- Grabtaxi, the owner of numerous trademarks containing the term 'grab', sought the transfer of 'grabprinting.com' under the UDRP
- The panel found that the respondent appeared to have been operating a legitimate business for around three years
- The respondent had also provided a credible explanation for its adoption of the domain name in good faith
In Grabtaxi Holdings Pte Ltd v Lim (WIPO Case D2019-1585), a single-member panel has denied the transfer of a domain name under the Uniform Domain Name Dispute Resolution Policy (UDRP) because the complainant had failed to prove the respondent's lack of rights or legitimate interests. The panel found that the respondent appeared to have been operating a legitimate business for around three years and had provided a credible explanation for his choice of the domain name.
The complainant was Grabtaxi Holdings Pte Ltd, a technology company based in Singapore offering a software platform and mobile application for ride hailing, ride sharing, food delivery, logistics services and digital payment. The respondent was Sam Lim, the sole proprietor of an online printing company in Singapore. The domain name 'grabprinting.com' was registered in August 2015.
To be successful in a complaint under the UDRP, a complainant must satisfy the following three requirements under Paragraph 4(a):
- the disputed domain name is identical, or confusingly similar, to a name, trademark or service mark in which the complainant has rights;
- the respondent has no rights or legitimate interests in respect of the domain name; and
- the domain name has been registered and subsequently used in bad faith.
As far as the first limb was concerned, the complainant claimed that the domain name was identical to its trademarks both pre-dating and post-dating the registration date of the domain name. Such trademarks were considered by the complainant as a family of trademarks that used the term 'grab', either alone or as a prefix. The complainant considered that the other terms added were intended to be descriptive. Accordingto the complainant, the domain name reproduced the same pattern as it used the term 'grab' followed by the suffix 'printing'.
The panel found that the domain name was confusingly similar to the trademarks in which the complainant had rights.
With regard to the second limb, the complainant argued that the respondent was not commonly known by the domain name, and that his business registration had expired in April 2019. The complainant stated that the use of the domain name by the respondent could not constitute legitimate or fair use of the domain name, as the incorporation of the term 'grab' was unrelated to the service provided by the respondent and the domain name was purposely used to mislead consumers into believing that there was a connection between the parties by diverting them to the respondent's website.

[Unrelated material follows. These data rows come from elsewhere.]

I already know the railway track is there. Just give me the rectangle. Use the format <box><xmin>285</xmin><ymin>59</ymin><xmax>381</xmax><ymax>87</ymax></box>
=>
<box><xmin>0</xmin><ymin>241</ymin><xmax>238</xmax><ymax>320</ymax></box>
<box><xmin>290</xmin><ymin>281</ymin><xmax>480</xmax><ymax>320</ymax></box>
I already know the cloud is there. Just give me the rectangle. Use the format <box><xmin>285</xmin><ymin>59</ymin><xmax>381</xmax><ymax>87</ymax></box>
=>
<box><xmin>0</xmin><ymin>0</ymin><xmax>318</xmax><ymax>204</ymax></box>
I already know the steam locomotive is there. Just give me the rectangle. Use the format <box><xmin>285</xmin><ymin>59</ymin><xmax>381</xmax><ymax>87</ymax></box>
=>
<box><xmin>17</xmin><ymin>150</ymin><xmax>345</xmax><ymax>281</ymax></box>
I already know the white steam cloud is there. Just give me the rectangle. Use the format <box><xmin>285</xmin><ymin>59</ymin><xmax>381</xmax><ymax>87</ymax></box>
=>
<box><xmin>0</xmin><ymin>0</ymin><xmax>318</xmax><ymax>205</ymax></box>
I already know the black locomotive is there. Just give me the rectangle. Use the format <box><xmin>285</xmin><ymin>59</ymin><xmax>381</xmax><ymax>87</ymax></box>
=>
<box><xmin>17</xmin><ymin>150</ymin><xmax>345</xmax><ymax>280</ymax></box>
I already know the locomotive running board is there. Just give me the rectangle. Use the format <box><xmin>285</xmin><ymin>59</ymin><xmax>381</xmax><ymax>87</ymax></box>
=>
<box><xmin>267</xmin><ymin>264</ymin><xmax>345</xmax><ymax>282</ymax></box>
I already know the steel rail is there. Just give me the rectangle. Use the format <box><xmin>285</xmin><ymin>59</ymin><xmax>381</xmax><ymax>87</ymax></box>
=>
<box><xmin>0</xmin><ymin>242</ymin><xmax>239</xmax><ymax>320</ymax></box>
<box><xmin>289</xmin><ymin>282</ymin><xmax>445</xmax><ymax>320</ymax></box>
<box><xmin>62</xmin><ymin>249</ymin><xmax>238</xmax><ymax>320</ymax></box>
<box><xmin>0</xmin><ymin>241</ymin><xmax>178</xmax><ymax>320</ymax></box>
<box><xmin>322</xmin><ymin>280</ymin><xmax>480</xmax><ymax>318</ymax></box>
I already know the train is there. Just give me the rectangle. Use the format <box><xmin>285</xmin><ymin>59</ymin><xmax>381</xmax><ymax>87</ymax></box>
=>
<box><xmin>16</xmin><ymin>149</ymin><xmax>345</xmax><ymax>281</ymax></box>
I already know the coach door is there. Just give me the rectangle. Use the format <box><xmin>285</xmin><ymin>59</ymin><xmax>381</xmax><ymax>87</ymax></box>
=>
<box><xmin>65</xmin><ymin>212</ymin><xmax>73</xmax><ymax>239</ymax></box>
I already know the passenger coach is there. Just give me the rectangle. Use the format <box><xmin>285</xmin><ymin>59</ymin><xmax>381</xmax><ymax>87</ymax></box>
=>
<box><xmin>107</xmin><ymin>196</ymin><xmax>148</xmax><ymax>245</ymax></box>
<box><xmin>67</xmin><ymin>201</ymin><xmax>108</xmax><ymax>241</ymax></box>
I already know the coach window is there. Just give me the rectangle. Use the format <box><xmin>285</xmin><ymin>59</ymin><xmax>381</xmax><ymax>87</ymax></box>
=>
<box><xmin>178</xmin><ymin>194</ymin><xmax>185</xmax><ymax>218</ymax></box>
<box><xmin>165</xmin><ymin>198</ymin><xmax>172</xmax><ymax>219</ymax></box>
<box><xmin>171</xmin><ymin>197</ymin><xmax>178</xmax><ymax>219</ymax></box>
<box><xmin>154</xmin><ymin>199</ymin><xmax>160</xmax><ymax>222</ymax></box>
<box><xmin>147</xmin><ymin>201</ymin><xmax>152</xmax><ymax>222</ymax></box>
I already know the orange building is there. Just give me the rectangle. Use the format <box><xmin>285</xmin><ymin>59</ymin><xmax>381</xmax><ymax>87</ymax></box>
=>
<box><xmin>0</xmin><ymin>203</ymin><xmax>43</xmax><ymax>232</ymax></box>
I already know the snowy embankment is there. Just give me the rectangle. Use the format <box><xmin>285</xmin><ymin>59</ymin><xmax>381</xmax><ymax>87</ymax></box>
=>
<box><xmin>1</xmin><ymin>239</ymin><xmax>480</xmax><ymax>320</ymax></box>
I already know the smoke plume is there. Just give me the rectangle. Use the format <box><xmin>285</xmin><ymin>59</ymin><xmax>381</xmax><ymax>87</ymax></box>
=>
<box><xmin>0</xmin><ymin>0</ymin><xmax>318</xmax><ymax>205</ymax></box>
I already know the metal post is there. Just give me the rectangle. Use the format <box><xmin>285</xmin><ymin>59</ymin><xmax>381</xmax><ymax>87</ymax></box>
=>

As a preliminary matter, the panel noted that there were a number of objective factors which it had taken into account to assist in its finding that this case did not have the "general indicia" of typical cybersquatting cases. In relation to whether the respondent was using the domain name in connection with a bona fide offering of goods or services, the panel carefully studied the evidence submitted by the complainant and noted that the latter had not addressed the fact that, when the domain name was registered in 2015, it did not yet own registered rights for GRAB on its own and it would appear that it had not yet extended its services outside of taxi and transportation. In other words, the date that the domain name was registered was prior to the establishment of the complainant's so-called "brand architecture". The panel noted that the respondent had clearly been operating a genuine established printing business for at least three years with a very different logo to the complainant's trademarks.
The panel also found that the respondent's explanation that he chose the name Grabprinting because it suggested that the customer could quickly order printing at any time was credible. The fact that the respondent might have been aware of the existence of the complainant's taxi services at the time that the domain name was registered did not mean that his services were not bona fide, especially since the term 'grab' was in common usage, as pointed out by the respondent. Furthermore, the complainant's trademarks did not cover printing services. The panel was therefore satisfied that the respondent was using the domain name in relation to a bona fide offering of goods or services.
In relation to whether the respondent was commonly known by the domain name, the panel found that:
- the respondent's services were easily found on Google;
- the respondent had registered the term 'Grabprinting' as his business name in June 2016; and
- even though the business registration expired in April 2019, he continued to trade under this name.
The panel was therefore satisfied that the respondent was commonly known by the domain name.
After considering all the evidence submitted by both parties, the panel found that the complainant had failed to meet its burden on the second element regarding the respondent's lack of rights and legitimate interests.
The panel also concluded that the domain name was not registered or used in bad faith. The respondent had provided a credible explanation for its adoption of the domain name in good faith. Concerning bad faith use, the panel noted that the complainant had not provided any evidence to show that there had been any confusion between the parties.
As a result, the transfer was denied
This decision is a reminder that panels will pay close attention to the situation at the time that domain names are registered. In this case, the complainant had yet to develop its family of marks when the respondent registered the domain name and thus it was a reasonable choice at the time, all things considered. It is quite common for complainants to supply an abundance of evidence about their rights and reputation at the time that the complaint is filed, but it is worth noting that this is not necessarily pertinent as the panel will want to obtain a snapshot of the surrounding circumstances at the time when a disputed domain name was registered.